OpenBSD 5.8 has been released. As usual, the list of changes goes way beyond my comfort zone – I’m not exactly into the world of BSD – but I’m pretty sure that those that use OpenBSD aren’t interested in oversimplified nonsense from people like me anyway.
https://marc.info/?l=openbsd-announce&m=144515087006176&w=2
It is actually quite interesting to know outsiders’ perspectives, particularly about relative weight of certain features. It would be yet more interesting to read “My hour/day/week in OpenBSD” sort of article from you, Thom. Even more so, given that you are not a BSD person.
I agree, and I’m a OpenBSD user.
Edited 2015-10-20 14:26 UTC
I disagree. I hate nothing more than an *nix review which just consists of
What I would enjoy seeing is a discussion of how new features and updates to various packages impact the use of the os. Maybe a lot of the time its “Not Much”, but things like the vlan MTU change could open up new use cases that weren’t possible before. It would be nice to see a summary from someone who lives and dies by that vlan MTU. Rather than a generic rehash of the changelog.
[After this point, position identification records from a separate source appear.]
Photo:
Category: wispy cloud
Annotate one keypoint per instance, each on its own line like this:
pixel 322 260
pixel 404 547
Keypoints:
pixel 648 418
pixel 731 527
OpenBSD does a release every 6 months (pretty fast), the changes that have an every day impact are actually limited.
It’s usually the big changes like that have the biggest impact like OpenBSD replacing their HTTP-webserver in the base install several times in the last few years.
At least that is my impression/opinion (I’m an OpenBSD user on firewalls/routers).
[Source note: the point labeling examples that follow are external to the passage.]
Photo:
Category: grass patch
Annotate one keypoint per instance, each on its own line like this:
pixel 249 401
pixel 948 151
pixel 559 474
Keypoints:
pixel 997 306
Edited 2015-10-20 20:15 UTC
Jonathan Levin has a lot to share: http://docs.macsysadmin.se/2014/video/Day4Session3.mp4
http://docs.macsysadmin.se/2015/video/Day4Session3.mp4
I care, but not enough to watch a video on it. Recorded talks about technology are usually painful for me to view. Text is greatly preferred. Unless its really, really interesting and related to something, I won’t watch them.
I was basically agreeing with Thom. Not worth any commentary from one not well versed in it. There too are many of those in various spots already.
I’d prefer some less “fixed (insert bug)” – “another great release!” type BSD (especially OpenBSD) “reviews” myself. It’s not a jab at Thom, as such, but that’s generally ALL I see each time there’s a release for Free/OpenBSD.
There needs to be a critical look at the features from a user’s point of view, whether it’s a server user, a desktop user, or a laptop user. Quite frankly I’ve run across a “feature” in OpenBSD that actually breaks the experience entirely for my desktop. Recently (past two releases) the firmware for Radeon video cards is either missing or improperly unpacked. It’s not a corner case video card, either. It’s an HD 7850 that’s been well supported till the past two releases. There’s apparently a workaround, but this is one of those “features” (explicit permission downloading firmware blobs) that’s sounds fine from a ideological point of view, but falls flat on it’s face in practice. It’s one thing to have to download firmware for a UVC device, quite another if you’ve got a blank screen because your video card’s driver is missing usable firmware.
So, honest critical reviews of software from qualified reviewers would be nice!
Would definitely be great, but in the case of something like OpenBSD, I’m certainly NOT a qualified reviewer .
Yeah, I don’t believe I’d be a good person to review anything like OpenBSD in a timely manner either. By the time it was finished and polished enough to be publishable it’d be time for the next iteration, I’d bet. I haven’t written software reviews for over 10 years. I did it as a hobby back then for a volunteer supported Linux website.
Gnome 3.16 is on the new software list.
Thought that it relies on systemd and dbus, and they are Linux only, are they not…
Maybe I should take a closer look to BSD.
It’s an ongoing effort by people who care enough about it to work on it:
http://undeadly.org/cgi?action=article&sid=20140219085851
This is a good tutorial for running OpenBSD as a desktop OS. It’s old, based on 5.5, but the installation process hasn’t really changed much so it’s still relevant:
http://alxjsn.com/unix/openbsd-laptop/
Well, OpenBSD is an oversimplified OS, which is really good from a security perspective. Easily one of the most simple, straightforward and sane unix-like OSes around. You can understand how it works pretty fast, it just makes sense (if you have some Unix background sure).
Now try to fully understand how OSX works if you dare!! Almost impossible, it’s a complete mess of technologies even worse than any modern Linux desktop (which is saying something haha).
Edited 2015-10-20 20:14 UTC
Indeed, I’ve found it to be the most straightforward and easiest BSD to pick up and understand. Like Slackware on the Linux side, it gives you exactly what you need for a complete, working system that is rock-solid and dependable, and anything else you want is available as a package or can be built from source.
It’s good to see news about some UNIX-based operating system once in a while. Kudos.